The third ATP report updates the existing recommendations for clinical management of high blood cholesterol. The NCEP periodically produces ATP clinical updates as warranted by advances in the science of cholesterol management. Each of the guideline reportsATP I, II, and IIIhas a major thrust. ATP I outlined a strategy for primary prevention of coronary heart disease (CHD) in persons with high levels of low-density lipoprotein (LDL) cholesterol (160 mg/dL) or those with borderline high LDL cholesterol (130-159 mg/dL) and multiple (2+) risk factors. ATP II affirmed the importance of this approach and added a new feature: the intensive management of LDL cholesterol in persons with established CHD. For patients with CHD, ATP II set a new, lower LDL cholesterol goal of 100 mg/dL. ATP III adds a call for more intensive LDL-lowering therapy in certain groups of people, in accord with recent clinical trial evidence, but its core is based on ATP I and ATP II. Some of the important features shared with previous reports are shown in Table A in the APPENDIX.

While ATP III maintains attention to intensive treatment of patients with CHD, its major new feature is a focus on primary prevention in persons with multiple risk factors. Many of these persons have a relatively high risk for CHD and will benefit from more intensive LDL-lowering treatment than recommended in ATP II. Table 1 shows the new features of ATP III. (Note: To convert cholesterol to mmol/L, divide values by 38.7).

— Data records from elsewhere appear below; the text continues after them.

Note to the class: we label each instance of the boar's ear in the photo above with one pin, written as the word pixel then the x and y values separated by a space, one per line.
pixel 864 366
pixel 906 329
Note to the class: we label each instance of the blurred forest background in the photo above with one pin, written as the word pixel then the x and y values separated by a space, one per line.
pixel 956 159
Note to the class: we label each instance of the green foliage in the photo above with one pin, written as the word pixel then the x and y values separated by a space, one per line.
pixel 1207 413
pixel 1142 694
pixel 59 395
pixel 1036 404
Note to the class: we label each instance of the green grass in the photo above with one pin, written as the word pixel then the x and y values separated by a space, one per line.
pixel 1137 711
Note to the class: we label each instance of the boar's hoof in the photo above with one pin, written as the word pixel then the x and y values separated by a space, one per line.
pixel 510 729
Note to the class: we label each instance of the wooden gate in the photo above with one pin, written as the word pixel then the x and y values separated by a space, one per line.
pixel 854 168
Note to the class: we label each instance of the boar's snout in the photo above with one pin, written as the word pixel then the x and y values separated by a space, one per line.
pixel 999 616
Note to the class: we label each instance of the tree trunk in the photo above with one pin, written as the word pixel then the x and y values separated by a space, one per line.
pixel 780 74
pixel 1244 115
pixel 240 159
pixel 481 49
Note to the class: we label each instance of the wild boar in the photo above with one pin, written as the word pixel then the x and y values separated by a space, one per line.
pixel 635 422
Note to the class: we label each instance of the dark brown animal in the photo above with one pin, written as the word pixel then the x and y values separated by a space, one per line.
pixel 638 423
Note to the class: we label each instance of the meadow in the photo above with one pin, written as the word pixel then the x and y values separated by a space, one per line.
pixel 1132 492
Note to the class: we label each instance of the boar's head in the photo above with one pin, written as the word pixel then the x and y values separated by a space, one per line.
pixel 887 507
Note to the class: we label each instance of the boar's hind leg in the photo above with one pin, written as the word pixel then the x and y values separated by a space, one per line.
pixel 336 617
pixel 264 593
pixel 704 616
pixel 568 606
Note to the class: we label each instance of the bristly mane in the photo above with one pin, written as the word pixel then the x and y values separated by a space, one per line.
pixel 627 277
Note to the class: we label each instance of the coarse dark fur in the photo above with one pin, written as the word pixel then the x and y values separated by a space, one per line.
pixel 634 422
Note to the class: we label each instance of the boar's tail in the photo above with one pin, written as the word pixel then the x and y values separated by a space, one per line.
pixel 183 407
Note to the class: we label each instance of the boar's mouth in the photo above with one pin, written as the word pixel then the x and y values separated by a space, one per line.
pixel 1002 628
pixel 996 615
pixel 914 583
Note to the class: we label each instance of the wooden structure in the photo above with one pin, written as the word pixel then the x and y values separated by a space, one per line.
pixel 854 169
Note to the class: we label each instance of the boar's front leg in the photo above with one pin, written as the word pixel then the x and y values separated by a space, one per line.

LDL CHOLESTEROL: THE PRIMARY TARGET OF THERAPY



Research from experimental animals, laboratory investigations, epidemiology, and genetic forms of hypercholesterolemia indicate that elevated LDL cholesterol is a major cause of CHD. In addition, recent clinical trials robustly show that LDL-lowering therapy reduces risk for CHD. For these reasons, ATP III continues to identify elevated LDL cholesterol as the primary target of cholesterol-lowering therapy. As a result, the primary goals of therapy and the cutpoints for initiating treatment are stated in terms of LDL.